According to ESPN, White either interviewed or reached out to several high-profile coaches, including Penn State’s James Franklin, Cincinnati’s Luke Fickell, SMU’s Sonny Dykes, Minnesota’s PJ Fleck and Clemson offensive coordinator Tony Elliott, who had serious discussions about the job but decided to stay on Dabo Swinney’s staff.

“We looked at a number of potential candidates,” White said in a statement. “Josh Heupel, who I had the privilege of working with for three years, is everything we were looking for: winning with integrity, a history of championships and the architect of explosive offenses. He is a players’ coach and the kind of person the student-athletes go the extra mile for. I saw that firsthand, and you can see it in his coaching record.”
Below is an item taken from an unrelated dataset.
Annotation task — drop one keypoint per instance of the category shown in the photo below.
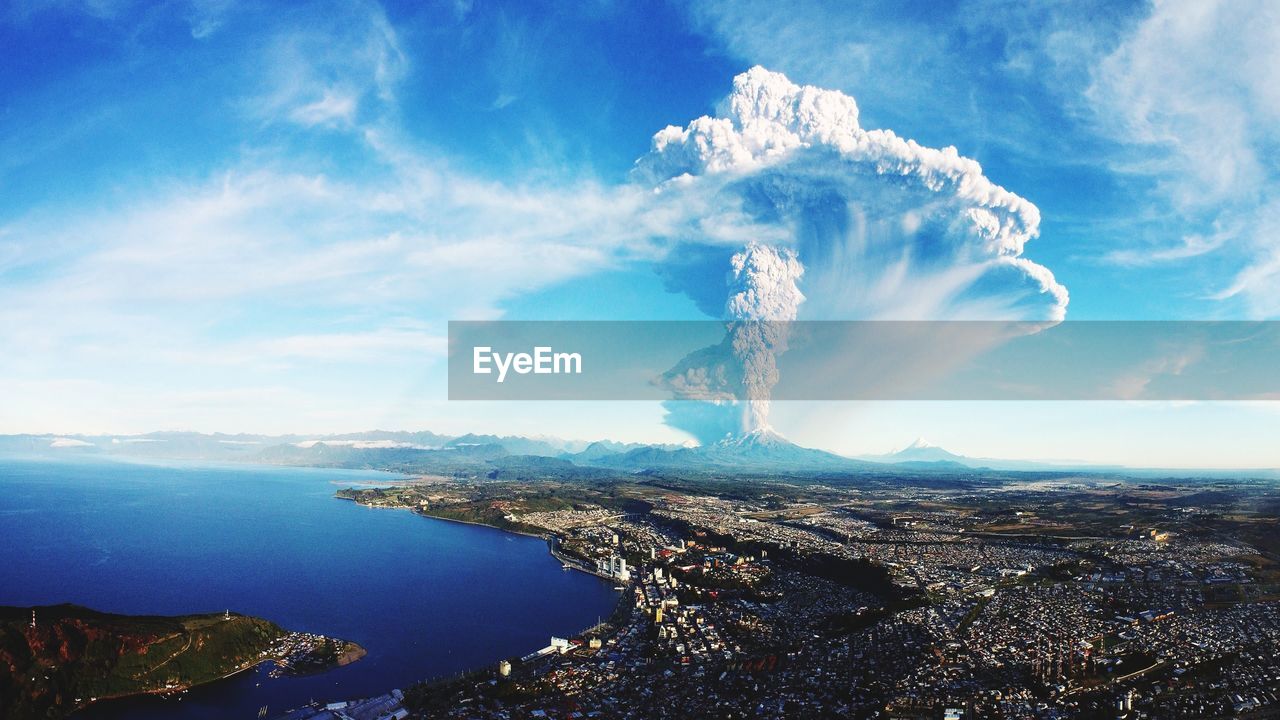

Heupel hopes to become the first Tennessee coach since Fulmer to experience sustained success. Tennessee hired Lane Kiffin to replace Fulmer after the 2008 season, but he lasted just one 7-6 campaign and bolted to Southern Cal. Three losing seasons under Derek Dooley followed. Butch Jones appeared to have the Vols headed in the right direction, leading them to an 18-8 record in 2015 and 2016, but the school fired him after an 0-6 start to SEC play in 2017. Pruitt, a defensive-minded coach who had learned the ropes on Nick Saban’s Alabama staff, was not the answer, either. He was hired only after the school’s attempt to bring on Ohio State defensive coordinator Greg Schiano was met with intense fan opposition.

Heupel, whose teams are known for their flashy offenses, went 28-8 in three seasons at Central Florida, with a 12-1 record and Fiesta Bowl berth in his first season as Frost’s replacement. The 2000 Heisman Trophy runner-up quarterbacked Oklahoma to its last national championship and then spent a sizable chunk of his coaching career as a Sooners offensive assistant under Bob Stoops.